D'autres vies que la mienne

Il n'est question que d'amour. Un livre sensible. Une narration précise, rigoureuse mais toujours sensible. La prouesse de l'écrivain, mais ce mot est très laid en même temps, est d'avoir su faire avec la vie des autres, un roman qui a aucun moment ne choisit l'obscénité ou la facilité des larmes et de l'apitoiement. Obscène cette pensée qu'on est touché par cette histoire d'abord et surtout parce qu'on la sait vraie. Là il n'en est rien On est toujours d'abord et surtout parce que l'auteur, Emmanuel Carrère sait avec talent montrer des hommes et des femmes dignes et tellement humain dans leur douleur. Ce couple qui a perdu sa petite fille dans le tsunami.

" Nous étions auprès de cet homme et cette femme à qui venait d'arriver ce qui peut arriver de pire au monde, et à nous rien du tout.

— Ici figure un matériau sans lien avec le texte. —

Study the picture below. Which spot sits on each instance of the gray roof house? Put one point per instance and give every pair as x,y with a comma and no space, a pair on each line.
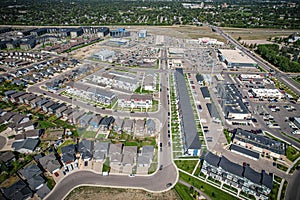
192,144
118,125
150,126
128,125
50,163
106,123
26,146
115,149
95,121
139,126
68,154
85,148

Pourtant, même s'il y avait des arrières-pensées, et certainement il y en avait, certainement s'ils avaient pu échanger les places et en nous précipitant dans le malheur se sauver ils l'auraient fait, tout le monde le ferait, tout le monde préfère ses enfants à ceux des autres, cela s'appelle être humain et c'est bien comme cela, pourtant je pense que ce soir-là, au cours de ce dîner, ils ne nous en voulaient pas." (p 59)

Dignité et leçon de vie.

"Les gens qui disent : ça vient de la tête, ou du stress, ou d'un conflit psychique pas résolu, j'ai envie de les tuer, dit-il, et j'ai aussi envie de les tuer quand ils disent ce qui va avec: tu t'en es sorti parce que tu t'es battu, parce que tu as eu du courage. Ce n'est pas vrai. Il y a des gens qui se battent, qui sont très courageux et qui ne s'en sortent pas." (p 138)

Emmanuel Carrère sait raconter leur histoire.